# This notebook examines the cleanded TOP and MRI datasets and makes alternative distributions

Note this must be run in the normal 'mrilanding' environment

## import libraries and data

In [None]:
import os 
import pandas as pd
import numpy as np

In [None]:
import matplotlib.pyplot as plt

In [None]:
filepath_mri = '../open_work/internal_results/cleaned_pvc2s/' 
filename_mri = os.path.join(filepath_mri,'StrokeMRI_pvc2c.csv') 
stroke_mri = pd.read_csv(filename_mri )
filepath_top = '../open_work/internal_results/cleaned_pvc2s/' 
filename_top = os.path.join(filepath_top,'TOP_pvc2c.csv') 
top = pd.read_csv(filename_top)

## Let's see the distributions

In [None]:
top.describe()

In [None]:
stroke_mri.describe()

In [None]:
numeric_columns = [
    'age',
    'gm_vol',
    'wm_vol',
    'csf_vol',
    'gm_ivc_ratio',
    'gmwm_ivc_ratio',
    'wmh_vol',
    'wmh_count',
    'deepwm_b_cov',
    'aca_b_cov',
    'mca_b_cov',
    'pca_b_cov',
    'totalgm_b_cov',
    'deepwm_b', 
    'aca_b', 
    'mca_b', 
    'pca_b', 
    'totalgm_b', 
]

In [None]:
# does anything have a negative number or zero in stroke mri?
(stroke_mri[numeric_columns] < 0).sum().sum() + (stroke_mri[numeric_columns] == 0).sum().sum()

In [None]:
# does anything have a negative number or zero in top?
(top[numeric_columns] < 0).sum().sum() + (top[numeric_columns] == 0).sum().sum()

In [None]:
fig, axis = plt.subplots(len(numeric_columns), 1, figsize=(7,15))
fig.tight_layout()
fig.suptitle('TOP distributions ', fontsize=20)
top[numeric_columns].hist(ax = axis, color='orange', alpha=0.8,)

In [None]:
fig, axis = plt.subplots(len(numeric_columns), 1, figsize=(7,15))
fig.tight_layout()
fig.suptitle('StrokeMRI distributions ', fontsize=20)
stroke_mri[numeric_columns].hist(ax = axis, alpha=0.8)

In [None]:
fig, axis = plt.subplots(len(numeric_columns), 1, figsize=(7,15))
fig.tight_layout()
fig.suptitle('both distributions ', fontsize=20)
top[numeric_columns].hist(ax = axis, color='orange', alpha=0.6,)
stroke_mri[numeric_columns].hist(ax = axis, color='blue', alpha=0.6,)

In [None]:
#top['deepwm_b'].describe()

In [None]:
#stroke_mri['deepwm_b'].describe()

In [None]:
stroke_mri['wmh_count'].describe()

In [None]:
top['wmh_count'].describe()

In [None]:
top['wmh_vol'].hist()

In [None]:
stroke_mri['wmh_vol'].hist()

In [None]:
stroke_mri['log_base2_wmh_vol'] = np.log2(stroke_mri['wmh_vol'])
#data['logarithm_base2'] = np.log2(data['Salary'])
stroke_mri['log_base2_wmh_vol'].hist()

In [None]:
stroke_mri['log_base10_wmh_vol'] = np.log10(stroke_mri['wmh_vol'])
stroke_mri['log_base10_wmh_vol'].hist(color='orange', alpha=0.6, )
stroke_mri['log_base2_wmh_vol'].hist(color='blue', alpha=0.6, )
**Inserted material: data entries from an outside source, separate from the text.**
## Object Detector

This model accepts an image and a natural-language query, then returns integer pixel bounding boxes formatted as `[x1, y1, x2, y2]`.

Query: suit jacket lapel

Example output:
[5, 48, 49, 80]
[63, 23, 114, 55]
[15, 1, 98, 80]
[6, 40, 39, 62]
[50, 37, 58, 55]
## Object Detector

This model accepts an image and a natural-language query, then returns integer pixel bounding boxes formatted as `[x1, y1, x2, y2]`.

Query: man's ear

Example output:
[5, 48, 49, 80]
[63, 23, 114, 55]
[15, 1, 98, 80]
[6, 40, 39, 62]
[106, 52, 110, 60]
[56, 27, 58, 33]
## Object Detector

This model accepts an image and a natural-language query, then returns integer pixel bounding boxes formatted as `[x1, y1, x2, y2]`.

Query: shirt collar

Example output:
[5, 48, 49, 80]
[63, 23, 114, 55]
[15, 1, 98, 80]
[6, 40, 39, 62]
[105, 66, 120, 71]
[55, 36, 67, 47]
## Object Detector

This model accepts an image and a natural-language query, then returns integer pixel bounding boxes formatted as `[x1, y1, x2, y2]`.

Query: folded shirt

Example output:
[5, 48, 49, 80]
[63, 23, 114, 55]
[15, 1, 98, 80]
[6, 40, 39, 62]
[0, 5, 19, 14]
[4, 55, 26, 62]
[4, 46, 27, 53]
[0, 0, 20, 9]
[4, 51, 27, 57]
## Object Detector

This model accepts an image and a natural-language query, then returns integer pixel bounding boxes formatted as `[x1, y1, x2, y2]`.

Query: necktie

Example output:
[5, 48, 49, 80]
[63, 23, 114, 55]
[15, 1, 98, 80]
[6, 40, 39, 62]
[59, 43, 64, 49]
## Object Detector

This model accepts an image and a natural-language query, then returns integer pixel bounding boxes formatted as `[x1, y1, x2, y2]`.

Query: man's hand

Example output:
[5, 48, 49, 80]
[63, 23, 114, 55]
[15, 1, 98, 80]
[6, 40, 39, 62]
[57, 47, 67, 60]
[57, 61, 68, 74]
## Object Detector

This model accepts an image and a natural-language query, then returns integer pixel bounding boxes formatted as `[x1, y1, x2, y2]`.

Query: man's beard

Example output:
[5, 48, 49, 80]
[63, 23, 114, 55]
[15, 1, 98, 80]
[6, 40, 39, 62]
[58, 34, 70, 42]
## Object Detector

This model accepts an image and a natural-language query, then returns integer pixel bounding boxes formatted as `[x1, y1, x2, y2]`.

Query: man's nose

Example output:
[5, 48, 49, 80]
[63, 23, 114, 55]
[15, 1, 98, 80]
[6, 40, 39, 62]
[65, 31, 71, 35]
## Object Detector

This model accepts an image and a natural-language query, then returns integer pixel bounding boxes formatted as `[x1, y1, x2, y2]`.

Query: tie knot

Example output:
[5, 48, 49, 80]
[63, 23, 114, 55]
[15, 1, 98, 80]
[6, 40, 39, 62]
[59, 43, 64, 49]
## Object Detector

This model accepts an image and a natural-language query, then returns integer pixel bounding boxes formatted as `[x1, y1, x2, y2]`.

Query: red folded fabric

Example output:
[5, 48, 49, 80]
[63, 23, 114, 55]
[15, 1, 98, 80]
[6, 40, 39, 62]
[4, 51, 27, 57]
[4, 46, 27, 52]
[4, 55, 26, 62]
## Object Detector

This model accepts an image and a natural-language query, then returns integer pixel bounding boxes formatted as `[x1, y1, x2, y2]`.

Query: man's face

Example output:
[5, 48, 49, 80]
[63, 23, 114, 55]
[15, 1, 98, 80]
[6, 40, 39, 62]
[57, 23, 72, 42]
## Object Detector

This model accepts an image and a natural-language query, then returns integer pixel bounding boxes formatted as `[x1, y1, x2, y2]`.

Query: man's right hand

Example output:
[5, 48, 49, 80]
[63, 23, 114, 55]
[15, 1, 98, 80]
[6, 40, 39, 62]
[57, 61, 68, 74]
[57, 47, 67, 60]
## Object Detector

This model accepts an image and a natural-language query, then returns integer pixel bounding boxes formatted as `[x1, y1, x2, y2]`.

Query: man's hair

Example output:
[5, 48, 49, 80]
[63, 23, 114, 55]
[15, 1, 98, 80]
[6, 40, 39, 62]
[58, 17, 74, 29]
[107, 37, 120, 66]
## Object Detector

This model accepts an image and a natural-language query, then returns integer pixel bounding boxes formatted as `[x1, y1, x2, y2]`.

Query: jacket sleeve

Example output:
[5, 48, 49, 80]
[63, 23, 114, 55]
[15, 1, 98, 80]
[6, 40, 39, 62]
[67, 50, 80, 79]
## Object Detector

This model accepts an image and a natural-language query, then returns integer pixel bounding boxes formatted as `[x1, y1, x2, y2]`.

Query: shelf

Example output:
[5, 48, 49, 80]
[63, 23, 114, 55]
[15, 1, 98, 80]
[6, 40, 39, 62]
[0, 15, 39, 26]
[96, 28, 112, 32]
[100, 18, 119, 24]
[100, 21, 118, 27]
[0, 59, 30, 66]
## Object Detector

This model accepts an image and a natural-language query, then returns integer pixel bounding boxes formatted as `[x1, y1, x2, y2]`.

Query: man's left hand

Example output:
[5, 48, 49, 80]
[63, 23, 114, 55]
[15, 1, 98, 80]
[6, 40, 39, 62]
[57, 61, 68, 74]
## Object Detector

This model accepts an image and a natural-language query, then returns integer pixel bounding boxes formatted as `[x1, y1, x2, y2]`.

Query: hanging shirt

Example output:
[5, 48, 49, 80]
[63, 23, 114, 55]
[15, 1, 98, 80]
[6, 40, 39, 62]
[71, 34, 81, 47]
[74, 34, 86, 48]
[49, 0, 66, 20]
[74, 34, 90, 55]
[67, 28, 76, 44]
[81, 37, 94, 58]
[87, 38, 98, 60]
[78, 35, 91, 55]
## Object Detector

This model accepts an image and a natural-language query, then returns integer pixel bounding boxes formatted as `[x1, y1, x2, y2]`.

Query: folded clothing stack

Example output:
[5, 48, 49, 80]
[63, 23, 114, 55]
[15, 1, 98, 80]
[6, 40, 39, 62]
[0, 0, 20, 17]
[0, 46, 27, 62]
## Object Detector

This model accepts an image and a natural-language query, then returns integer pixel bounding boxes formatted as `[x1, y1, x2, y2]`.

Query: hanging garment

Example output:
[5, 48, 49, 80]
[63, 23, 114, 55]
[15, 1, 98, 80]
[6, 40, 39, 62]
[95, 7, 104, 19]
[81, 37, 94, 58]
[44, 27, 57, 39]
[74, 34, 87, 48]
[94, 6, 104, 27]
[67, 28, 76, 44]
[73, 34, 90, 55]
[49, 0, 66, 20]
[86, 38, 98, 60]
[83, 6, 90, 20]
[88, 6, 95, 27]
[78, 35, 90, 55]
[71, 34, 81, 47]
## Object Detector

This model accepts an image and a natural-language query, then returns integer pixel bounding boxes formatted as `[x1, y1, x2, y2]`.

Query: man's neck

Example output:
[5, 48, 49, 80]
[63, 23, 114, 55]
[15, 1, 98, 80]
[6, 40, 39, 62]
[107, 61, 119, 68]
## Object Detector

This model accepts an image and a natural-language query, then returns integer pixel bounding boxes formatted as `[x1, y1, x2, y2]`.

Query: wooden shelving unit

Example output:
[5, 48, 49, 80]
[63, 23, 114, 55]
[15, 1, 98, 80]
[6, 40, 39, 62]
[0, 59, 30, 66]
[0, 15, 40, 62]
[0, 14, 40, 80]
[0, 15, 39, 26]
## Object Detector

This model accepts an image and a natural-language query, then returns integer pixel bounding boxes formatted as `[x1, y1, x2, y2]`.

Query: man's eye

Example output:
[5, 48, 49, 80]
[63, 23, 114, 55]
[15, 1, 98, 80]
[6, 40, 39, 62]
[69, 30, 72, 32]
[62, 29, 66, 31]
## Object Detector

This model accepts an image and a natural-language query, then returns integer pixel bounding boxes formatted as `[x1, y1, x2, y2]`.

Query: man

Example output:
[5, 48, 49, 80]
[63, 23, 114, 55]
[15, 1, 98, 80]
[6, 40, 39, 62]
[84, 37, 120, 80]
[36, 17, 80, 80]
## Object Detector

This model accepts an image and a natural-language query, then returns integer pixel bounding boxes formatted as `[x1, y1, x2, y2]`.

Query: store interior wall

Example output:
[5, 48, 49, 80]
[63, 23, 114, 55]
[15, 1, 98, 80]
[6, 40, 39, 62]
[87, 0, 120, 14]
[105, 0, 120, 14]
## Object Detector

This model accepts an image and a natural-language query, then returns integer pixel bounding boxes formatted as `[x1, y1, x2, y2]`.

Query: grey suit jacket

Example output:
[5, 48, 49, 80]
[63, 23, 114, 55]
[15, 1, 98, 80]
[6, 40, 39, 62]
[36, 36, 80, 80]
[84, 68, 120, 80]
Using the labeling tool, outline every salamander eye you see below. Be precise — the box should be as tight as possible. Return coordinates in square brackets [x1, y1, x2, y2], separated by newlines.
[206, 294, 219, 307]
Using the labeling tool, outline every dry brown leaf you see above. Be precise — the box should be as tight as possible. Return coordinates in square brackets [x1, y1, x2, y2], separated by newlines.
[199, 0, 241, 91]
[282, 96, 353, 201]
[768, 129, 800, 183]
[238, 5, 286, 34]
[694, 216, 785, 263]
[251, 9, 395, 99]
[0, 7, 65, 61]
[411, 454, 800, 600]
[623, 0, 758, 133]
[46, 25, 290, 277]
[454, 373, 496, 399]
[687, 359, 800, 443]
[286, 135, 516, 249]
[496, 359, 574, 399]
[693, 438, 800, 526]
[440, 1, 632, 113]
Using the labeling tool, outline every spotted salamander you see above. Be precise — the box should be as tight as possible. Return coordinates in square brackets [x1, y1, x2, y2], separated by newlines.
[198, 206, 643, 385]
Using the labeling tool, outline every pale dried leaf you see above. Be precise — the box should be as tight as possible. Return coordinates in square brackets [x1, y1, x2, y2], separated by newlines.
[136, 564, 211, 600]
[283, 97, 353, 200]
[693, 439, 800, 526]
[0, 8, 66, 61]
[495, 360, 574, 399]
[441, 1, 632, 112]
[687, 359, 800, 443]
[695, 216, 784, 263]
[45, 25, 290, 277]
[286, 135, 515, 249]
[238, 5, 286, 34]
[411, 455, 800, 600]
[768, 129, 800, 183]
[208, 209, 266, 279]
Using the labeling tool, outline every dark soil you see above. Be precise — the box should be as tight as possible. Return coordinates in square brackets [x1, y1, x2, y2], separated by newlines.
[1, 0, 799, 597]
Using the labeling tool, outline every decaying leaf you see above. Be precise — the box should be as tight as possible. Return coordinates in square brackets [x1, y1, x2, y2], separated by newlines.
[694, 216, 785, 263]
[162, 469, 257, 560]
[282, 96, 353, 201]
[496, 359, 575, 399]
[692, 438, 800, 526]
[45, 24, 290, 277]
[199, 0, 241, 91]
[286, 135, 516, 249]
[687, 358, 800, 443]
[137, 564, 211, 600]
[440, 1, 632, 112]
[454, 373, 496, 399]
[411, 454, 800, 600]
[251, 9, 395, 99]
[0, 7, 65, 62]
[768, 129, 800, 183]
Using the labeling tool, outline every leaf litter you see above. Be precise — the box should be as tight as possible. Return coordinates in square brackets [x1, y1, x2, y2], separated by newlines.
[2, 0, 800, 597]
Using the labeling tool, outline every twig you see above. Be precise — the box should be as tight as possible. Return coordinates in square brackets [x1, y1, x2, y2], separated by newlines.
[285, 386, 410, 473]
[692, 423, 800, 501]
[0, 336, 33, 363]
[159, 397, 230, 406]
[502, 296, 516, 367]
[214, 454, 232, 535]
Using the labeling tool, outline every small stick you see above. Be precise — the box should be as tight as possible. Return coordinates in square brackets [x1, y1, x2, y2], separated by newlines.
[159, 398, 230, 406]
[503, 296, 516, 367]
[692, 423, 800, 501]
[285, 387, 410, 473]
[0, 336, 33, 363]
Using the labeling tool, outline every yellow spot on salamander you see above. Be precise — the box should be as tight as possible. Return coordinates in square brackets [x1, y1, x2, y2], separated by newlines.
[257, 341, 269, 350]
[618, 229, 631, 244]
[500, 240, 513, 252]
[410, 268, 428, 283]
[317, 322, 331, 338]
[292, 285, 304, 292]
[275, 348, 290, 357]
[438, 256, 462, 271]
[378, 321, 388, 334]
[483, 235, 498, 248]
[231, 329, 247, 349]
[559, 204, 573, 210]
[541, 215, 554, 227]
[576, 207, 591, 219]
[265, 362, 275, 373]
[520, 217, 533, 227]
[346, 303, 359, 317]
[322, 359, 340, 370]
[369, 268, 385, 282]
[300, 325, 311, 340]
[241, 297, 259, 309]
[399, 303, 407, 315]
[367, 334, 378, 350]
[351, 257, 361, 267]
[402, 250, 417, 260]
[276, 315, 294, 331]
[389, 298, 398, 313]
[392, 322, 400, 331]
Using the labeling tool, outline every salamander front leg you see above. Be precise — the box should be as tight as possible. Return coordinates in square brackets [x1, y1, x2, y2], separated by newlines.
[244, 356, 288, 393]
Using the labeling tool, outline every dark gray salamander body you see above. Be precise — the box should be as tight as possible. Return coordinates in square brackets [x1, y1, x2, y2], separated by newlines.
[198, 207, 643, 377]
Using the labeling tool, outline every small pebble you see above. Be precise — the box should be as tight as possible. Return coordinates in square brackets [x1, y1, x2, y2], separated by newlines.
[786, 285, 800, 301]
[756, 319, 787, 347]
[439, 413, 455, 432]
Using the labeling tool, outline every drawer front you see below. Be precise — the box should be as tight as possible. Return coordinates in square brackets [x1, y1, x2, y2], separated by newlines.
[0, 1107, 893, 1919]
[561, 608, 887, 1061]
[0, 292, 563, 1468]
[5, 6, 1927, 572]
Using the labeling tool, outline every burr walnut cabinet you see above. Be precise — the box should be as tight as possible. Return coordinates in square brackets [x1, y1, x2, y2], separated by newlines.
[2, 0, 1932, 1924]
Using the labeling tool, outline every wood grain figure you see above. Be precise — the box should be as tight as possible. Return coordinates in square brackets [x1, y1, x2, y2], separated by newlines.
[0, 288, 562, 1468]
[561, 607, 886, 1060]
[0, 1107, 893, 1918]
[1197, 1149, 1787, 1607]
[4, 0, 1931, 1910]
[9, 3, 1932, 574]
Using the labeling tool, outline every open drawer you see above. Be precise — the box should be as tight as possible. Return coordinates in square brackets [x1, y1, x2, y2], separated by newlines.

So a log base 10 should better distribute out WMH, but will make some values negative,

but what about in the case of why_count, where one was normally distributed and the otehr not?

In [None]:
stroke_mri['log_base10_wmh_count'] = np.log10(stroke_mri['wmh_count'])
top['log_base10_wmh_count'] = np.log10(top['wmh_count'])
stroke_mri['log_base10_wmh_count'].hist(color='orange', alpha=0.6, )
top['log_base10_wmh_count'].hist(color='blue', alpha=0.6, )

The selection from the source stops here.